Not that she really wants to. Her and Stan are still treading unsteady water, and if she were honest, Rio still makes her nervous. He’s a skinny guy, but she’s seen enough of what he can do to know he’s not somebody to underestimate, and she also knows she’s not Beth. Hell, she’s not even Annie. She hasn’t wriggled her way into anybody’s softspots, and she gets no passes for being somebody’s tiny, overly jokey little sister.
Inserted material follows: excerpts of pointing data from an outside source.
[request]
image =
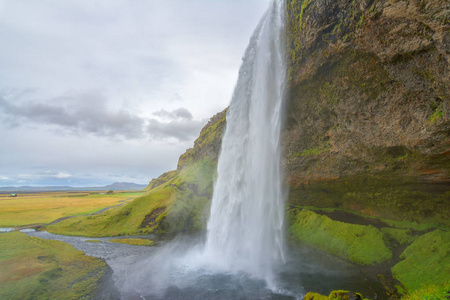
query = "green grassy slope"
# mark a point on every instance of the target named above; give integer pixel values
(33, 268)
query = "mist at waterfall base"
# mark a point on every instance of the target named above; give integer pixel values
(244, 240)
(242, 255)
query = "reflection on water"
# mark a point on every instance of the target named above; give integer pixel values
(173, 270)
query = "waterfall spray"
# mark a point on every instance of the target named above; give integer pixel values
(246, 221)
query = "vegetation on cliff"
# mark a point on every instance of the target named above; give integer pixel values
(368, 130)
(176, 201)
(358, 243)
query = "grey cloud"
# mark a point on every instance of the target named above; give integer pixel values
(181, 129)
(85, 117)
(179, 113)
(87, 113)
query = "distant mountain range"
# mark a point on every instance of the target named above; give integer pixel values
(117, 186)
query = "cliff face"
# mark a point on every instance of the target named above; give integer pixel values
(367, 125)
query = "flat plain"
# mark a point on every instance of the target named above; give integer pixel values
(46, 207)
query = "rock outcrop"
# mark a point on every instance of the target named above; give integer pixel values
(367, 123)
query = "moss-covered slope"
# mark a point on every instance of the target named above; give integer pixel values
(367, 126)
(176, 201)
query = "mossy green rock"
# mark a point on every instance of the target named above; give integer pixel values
(426, 261)
(176, 201)
(357, 243)
(369, 101)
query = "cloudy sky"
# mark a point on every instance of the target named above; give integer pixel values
(98, 91)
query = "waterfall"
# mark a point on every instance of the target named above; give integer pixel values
(245, 229)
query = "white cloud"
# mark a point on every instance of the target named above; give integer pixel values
(101, 87)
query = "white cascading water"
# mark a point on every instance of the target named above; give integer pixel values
(245, 229)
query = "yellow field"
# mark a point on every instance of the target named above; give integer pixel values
(45, 207)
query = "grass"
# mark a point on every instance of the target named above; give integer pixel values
(46, 207)
(358, 243)
(426, 261)
(402, 236)
(431, 292)
(173, 206)
(336, 295)
(33, 268)
(137, 242)
(122, 220)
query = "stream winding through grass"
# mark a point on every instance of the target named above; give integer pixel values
(168, 271)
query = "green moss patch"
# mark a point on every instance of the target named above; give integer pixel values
(136, 242)
(334, 295)
(426, 261)
(402, 236)
(431, 292)
(176, 205)
(34, 268)
(358, 243)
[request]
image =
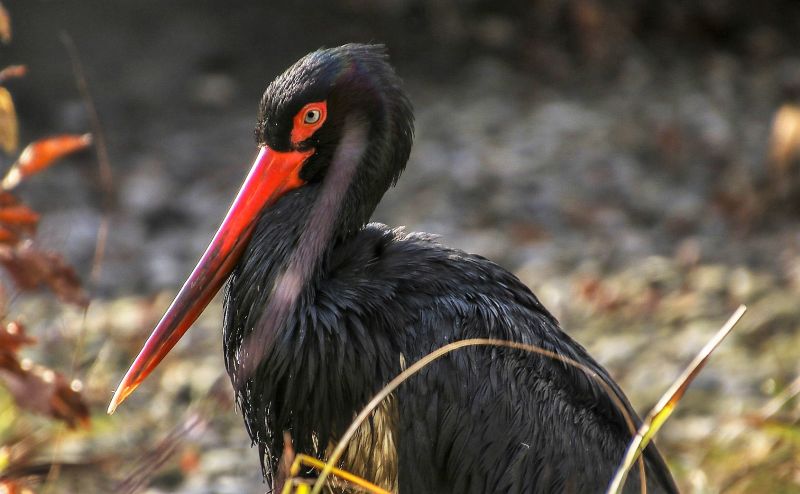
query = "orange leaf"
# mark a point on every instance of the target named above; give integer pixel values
(31, 268)
(41, 154)
(9, 128)
(47, 392)
(13, 72)
(19, 215)
(785, 139)
(7, 237)
(5, 25)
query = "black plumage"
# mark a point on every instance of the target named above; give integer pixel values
(323, 309)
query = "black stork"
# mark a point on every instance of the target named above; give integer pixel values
(322, 309)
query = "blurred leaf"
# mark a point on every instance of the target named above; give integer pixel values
(19, 217)
(785, 138)
(5, 25)
(38, 388)
(31, 268)
(9, 127)
(13, 72)
(13, 336)
(13, 487)
(39, 155)
(47, 392)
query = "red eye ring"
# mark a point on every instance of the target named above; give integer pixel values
(308, 120)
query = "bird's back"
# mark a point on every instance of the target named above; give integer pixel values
(482, 419)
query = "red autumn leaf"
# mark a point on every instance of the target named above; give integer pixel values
(32, 268)
(7, 236)
(13, 72)
(41, 154)
(19, 216)
(5, 25)
(42, 390)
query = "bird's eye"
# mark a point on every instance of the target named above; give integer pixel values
(312, 116)
(308, 120)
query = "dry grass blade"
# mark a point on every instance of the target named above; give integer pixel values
(437, 354)
(9, 126)
(355, 482)
(666, 405)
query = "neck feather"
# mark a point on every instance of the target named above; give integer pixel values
(301, 262)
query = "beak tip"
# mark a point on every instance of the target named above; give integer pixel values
(122, 392)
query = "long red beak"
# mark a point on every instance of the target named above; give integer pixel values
(272, 175)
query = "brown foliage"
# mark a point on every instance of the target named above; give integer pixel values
(36, 388)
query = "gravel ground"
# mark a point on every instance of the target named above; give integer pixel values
(634, 201)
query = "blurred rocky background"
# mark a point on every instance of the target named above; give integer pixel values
(634, 162)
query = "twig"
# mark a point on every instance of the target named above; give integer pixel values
(666, 405)
(101, 149)
(435, 355)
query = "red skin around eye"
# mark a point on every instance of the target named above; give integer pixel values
(301, 130)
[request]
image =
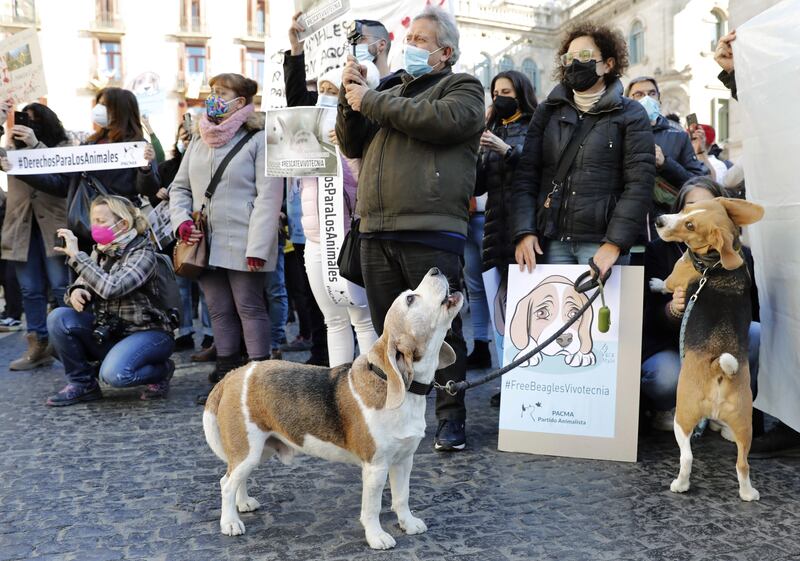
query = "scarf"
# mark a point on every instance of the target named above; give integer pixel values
(217, 135)
(585, 101)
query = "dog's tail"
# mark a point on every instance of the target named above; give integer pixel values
(210, 424)
(728, 364)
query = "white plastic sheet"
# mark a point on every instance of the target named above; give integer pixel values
(768, 78)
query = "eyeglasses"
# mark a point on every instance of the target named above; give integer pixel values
(584, 55)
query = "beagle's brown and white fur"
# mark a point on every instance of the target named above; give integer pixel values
(348, 413)
(714, 381)
(542, 312)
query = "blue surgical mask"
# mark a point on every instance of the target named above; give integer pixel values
(324, 100)
(363, 54)
(652, 107)
(416, 60)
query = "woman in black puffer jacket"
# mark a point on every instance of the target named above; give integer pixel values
(599, 210)
(513, 105)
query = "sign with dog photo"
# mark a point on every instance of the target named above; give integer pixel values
(579, 395)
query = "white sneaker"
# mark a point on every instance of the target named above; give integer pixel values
(663, 420)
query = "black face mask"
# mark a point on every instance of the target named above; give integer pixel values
(504, 106)
(580, 76)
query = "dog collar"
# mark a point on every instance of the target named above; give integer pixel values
(415, 387)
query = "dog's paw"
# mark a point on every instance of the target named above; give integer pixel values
(679, 486)
(749, 494)
(658, 285)
(380, 540)
(249, 505)
(579, 359)
(232, 527)
(413, 525)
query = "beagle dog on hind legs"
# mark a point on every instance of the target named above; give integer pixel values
(370, 413)
(714, 381)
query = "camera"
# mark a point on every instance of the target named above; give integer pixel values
(107, 328)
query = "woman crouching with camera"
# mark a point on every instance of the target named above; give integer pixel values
(111, 316)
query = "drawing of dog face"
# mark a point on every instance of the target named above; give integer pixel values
(541, 313)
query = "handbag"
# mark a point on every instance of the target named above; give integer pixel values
(78, 220)
(349, 260)
(190, 260)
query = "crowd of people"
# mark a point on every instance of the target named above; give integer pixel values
(436, 176)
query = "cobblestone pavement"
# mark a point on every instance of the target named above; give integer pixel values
(125, 479)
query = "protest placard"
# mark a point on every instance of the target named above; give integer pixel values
(21, 68)
(298, 142)
(319, 13)
(579, 396)
(77, 158)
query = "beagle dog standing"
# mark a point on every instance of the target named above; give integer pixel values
(542, 312)
(371, 413)
(714, 381)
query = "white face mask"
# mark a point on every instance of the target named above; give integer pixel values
(325, 100)
(100, 115)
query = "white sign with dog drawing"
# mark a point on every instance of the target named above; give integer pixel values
(299, 143)
(572, 386)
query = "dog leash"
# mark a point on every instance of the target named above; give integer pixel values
(581, 284)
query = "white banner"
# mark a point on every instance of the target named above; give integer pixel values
(330, 202)
(765, 54)
(21, 68)
(77, 158)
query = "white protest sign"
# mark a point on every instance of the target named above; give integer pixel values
(578, 396)
(21, 68)
(318, 13)
(77, 158)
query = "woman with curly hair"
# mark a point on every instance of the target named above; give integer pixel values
(597, 207)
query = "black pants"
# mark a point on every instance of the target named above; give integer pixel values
(389, 268)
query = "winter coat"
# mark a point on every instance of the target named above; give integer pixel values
(26, 205)
(244, 212)
(494, 177)
(609, 187)
(680, 161)
(309, 196)
(661, 331)
(419, 144)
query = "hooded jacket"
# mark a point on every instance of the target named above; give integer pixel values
(608, 190)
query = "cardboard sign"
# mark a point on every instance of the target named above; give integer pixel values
(298, 142)
(21, 68)
(319, 13)
(77, 158)
(579, 396)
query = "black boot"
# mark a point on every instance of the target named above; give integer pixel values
(480, 357)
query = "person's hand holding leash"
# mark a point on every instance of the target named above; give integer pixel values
(525, 254)
(79, 298)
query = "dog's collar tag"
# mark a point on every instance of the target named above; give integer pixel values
(415, 387)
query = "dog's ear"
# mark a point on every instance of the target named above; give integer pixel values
(722, 240)
(447, 356)
(742, 212)
(519, 328)
(400, 359)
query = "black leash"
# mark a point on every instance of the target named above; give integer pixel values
(582, 284)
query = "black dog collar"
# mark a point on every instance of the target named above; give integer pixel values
(415, 388)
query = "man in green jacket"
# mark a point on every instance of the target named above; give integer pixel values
(419, 144)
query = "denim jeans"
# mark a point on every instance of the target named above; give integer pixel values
(390, 267)
(473, 275)
(660, 372)
(139, 358)
(34, 275)
(278, 301)
(573, 253)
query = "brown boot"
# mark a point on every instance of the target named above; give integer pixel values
(206, 355)
(39, 353)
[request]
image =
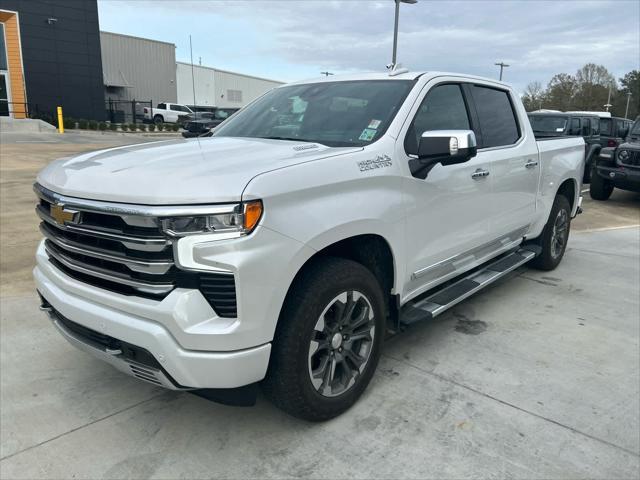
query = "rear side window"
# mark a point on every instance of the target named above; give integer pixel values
(442, 109)
(605, 126)
(498, 122)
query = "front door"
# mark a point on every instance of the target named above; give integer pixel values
(446, 213)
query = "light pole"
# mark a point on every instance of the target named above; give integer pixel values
(395, 30)
(502, 67)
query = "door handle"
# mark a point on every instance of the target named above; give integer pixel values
(480, 173)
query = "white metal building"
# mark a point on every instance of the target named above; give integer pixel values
(218, 88)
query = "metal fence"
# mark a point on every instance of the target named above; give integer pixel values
(126, 111)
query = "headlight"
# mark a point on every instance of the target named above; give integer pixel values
(240, 219)
(623, 155)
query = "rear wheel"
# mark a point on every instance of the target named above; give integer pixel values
(328, 340)
(599, 188)
(555, 235)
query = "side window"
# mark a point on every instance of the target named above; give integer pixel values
(443, 108)
(498, 122)
(586, 127)
(575, 126)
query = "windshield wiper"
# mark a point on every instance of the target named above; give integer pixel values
(291, 139)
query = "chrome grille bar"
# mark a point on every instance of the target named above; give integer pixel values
(149, 244)
(78, 266)
(157, 267)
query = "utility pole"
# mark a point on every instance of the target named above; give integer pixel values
(502, 67)
(608, 105)
(395, 30)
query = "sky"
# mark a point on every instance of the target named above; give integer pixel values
(291, 40)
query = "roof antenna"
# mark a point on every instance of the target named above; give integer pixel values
(193, 80)
(396, 69)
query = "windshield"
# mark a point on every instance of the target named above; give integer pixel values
(548, 123)
(337, 114)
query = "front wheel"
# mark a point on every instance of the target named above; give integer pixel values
(328, 341)
(555, 235)
(599, 188)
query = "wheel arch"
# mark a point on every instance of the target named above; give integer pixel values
(371, 250)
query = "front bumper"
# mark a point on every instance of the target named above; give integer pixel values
(181, 368)
(621, 177)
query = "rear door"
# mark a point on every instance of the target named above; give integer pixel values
(512, 155)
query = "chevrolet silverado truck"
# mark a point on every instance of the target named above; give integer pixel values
(282, 250)
(617, 167)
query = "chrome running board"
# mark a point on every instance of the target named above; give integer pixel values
(425, 308)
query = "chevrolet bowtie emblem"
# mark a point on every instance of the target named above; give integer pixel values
(62, 216)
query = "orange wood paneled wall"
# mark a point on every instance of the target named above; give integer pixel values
(14, 60)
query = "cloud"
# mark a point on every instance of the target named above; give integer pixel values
(300, 38)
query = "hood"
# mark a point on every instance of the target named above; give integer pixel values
(174, 172)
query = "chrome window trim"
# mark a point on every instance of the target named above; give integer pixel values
(125, 209)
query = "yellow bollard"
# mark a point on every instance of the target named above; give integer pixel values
(60, 121)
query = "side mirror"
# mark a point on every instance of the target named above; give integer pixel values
(447, 147)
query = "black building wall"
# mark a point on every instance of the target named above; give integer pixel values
(62, 61)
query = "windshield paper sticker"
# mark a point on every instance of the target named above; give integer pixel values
(381, 161)
(367, 134)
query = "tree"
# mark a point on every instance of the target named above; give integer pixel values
(595, 86)
(630, 83)
(534, 96)
(561, 91)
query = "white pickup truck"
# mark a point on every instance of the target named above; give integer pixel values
(166, 113)
(283, 249)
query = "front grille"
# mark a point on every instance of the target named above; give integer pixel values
(633, 160)
(124, 252)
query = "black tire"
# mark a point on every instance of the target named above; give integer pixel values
(288, 383)
(599, 188)
(555, 235)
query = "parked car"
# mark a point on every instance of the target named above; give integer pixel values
(613, 131)
(585, 125)
(201, 123)
(166, 113)
(281, 254)
(618, 167)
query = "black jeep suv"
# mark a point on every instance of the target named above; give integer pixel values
(617, 167)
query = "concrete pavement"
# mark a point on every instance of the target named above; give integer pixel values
(535, 378)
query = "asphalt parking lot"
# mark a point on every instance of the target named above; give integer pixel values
(536, 377)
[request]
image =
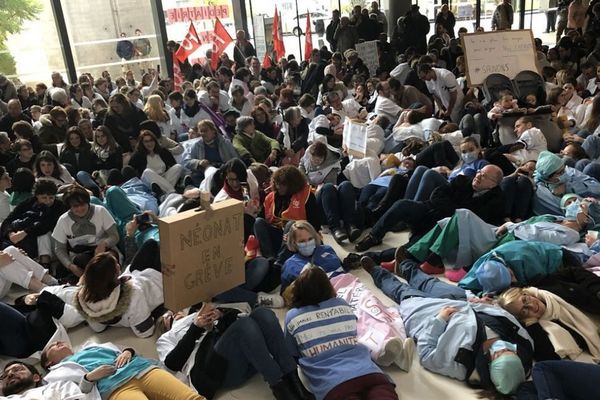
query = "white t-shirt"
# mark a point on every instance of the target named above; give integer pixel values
(442, 87)
(386, 107)
(101, 219)
(535, 142)
(4, 205)
(156, 164)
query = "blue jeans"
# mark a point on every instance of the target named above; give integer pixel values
(414, 213)
(419, 284)
(370, 196)
(256, 270)
(562, 380)
(271, 241)
(518, 192)
(338, 205)
(422, 183)
(255, 343)
(88, 182)
(14, 338)
(591, 145)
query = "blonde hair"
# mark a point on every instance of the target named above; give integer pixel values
(508, 299)
(305, 226)
(154, 109)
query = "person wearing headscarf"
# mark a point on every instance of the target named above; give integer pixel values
(554, 179)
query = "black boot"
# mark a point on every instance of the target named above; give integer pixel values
(294, 382)
(283, 391)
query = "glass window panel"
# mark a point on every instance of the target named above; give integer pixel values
(27, 58)
(112, 35)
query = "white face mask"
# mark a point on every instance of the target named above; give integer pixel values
(470, 157)
(307, 248)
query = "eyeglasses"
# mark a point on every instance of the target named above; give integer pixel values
(526, 307)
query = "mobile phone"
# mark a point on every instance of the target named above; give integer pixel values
(143, 218)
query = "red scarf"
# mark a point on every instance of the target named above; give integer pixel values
(238, 195)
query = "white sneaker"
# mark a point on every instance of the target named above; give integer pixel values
(404, 359)
(270, 300)
(392, 349)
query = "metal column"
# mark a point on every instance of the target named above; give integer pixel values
(63, 37)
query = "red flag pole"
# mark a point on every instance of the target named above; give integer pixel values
(298, 25)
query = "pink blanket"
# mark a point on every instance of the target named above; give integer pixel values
(377, 323)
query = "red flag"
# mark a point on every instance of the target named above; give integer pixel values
(278, 45)
(190, 43)
(267, 61)
(177, 76)
(220, 43)
(308, 39)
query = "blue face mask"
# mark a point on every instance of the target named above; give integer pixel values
(470, 157)
(307, 248)
(500, 345)
(572, 210)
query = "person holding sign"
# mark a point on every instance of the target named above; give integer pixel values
(445, 90)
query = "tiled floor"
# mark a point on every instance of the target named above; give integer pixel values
(417, 384)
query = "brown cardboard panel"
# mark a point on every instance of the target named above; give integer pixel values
(206, 250)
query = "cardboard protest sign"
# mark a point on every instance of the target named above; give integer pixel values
(498, 52)
(207, 252)
(355, 138)
(367, 51)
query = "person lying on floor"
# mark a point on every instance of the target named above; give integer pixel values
(107, 372)
(21, 380)
(321, 333)
(216, 348)
(382, 331)
(475, 342)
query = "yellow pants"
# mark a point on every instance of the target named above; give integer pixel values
(157, 384)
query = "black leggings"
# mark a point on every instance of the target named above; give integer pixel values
(147, 256)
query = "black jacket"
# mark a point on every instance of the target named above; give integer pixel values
(125, 127)
(298, 136)
(445, 200)
(86, 162)
(36, 220)
(210, 368)
(139, 161)
(477, 359)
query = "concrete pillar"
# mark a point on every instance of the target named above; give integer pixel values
(397, 8)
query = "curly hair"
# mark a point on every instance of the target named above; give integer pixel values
(290, 177)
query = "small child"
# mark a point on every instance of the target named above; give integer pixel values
(36, 113)
(506, 104)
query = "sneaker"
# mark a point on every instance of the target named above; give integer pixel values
(404, 359)
(339, 235)
(366, 243)
(392, 350)
(270, 300)
(352, 261)
(431, 269)
(389, 265)
(187, 182)
(367, 263)
(455, 275)
(353, 233)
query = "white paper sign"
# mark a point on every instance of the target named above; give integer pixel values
(355, 138)
(367, 51)
(499, 52)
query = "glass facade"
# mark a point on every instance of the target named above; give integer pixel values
(116, 36)
(122, 35)
(26, 57)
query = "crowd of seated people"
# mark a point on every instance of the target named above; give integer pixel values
(500, 195)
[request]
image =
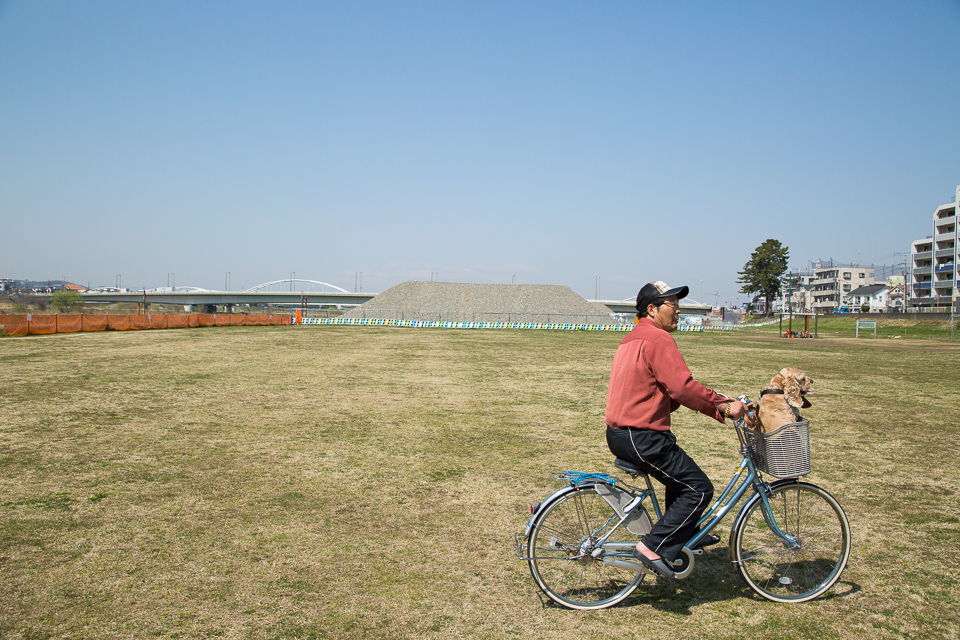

She fixes her cardigan, adjusts her grip on the strap of the bag and walks into the bar. 

Rio’s already there at a corner booth, a few of his boys hovering around him like an ugly shadow, and Ruby drops him the cash and stays standing. 

“Where’re your girls?” Rio asks, not even looking up from his phone, and Ruby rolls her shoulders, makes eye contact, briefly, with the guy she thinks is named Demon, before dropping her gaze back to Rio.

“They’re busy.”

He does look at her again then, his eyes big and dark, his lips pursed, and he doesn’t look away as he passes the bag back to his boys and lets them count the cash. He gestures for her to sit down, opposite him in the booth, and it takes her a few unsteady breaths to actually do it. 

She doesn’t watch him or his boys count, she doesn’t order a drink, and when he seems happy, she says, “You done?” and tries to get up, but he shakes his head, gestures for her to sit down again and Ruby tries to ignore the dread settling like a stone in her gut. 

With little more than a tilt of his head and some other, wordless communication, all of his boys leave, taking the money with them, and then it’s just them – Rio and Ruby, alone in some almost empty suburban bar on a Wednesday night. She’s about to say something, what, she’s not sure, when Rio opens his mouth to speak. 

“You got a problem with me?” he asks, and Ruby could almost laugh.

“Are you joking?” 

And he just shrugs, but there’s a tug at his lips where she thinks maybe he is, which is really not that funny to her at all. She huffs, folding back in her seat. 

“Do you want me to have a problem with you?” she asks, and Rio shrugs. 

“I don’t really care one way or the other.” 

Ruby arches an eyebrow.

“Then why do you want me to stay?”

“Figured we could talk shit out, if you wanted.” 

Ruby leans forwards, squinting, but Rio doesn’t so much as blink. 

“Why? Because my husband’s a cop, or because you got a thing for my best friend?” 

Rio doesn’t answer that, and she’s thinking of probing deeper when a drink arrives in front of her – a white wine, chilled. She looks up at him and he just shrugs as the waiter offers him a beer of his own. 

“Didn’t think you’d cut to the chase so quickly,” he says, and Ruby arches her other eyebrow.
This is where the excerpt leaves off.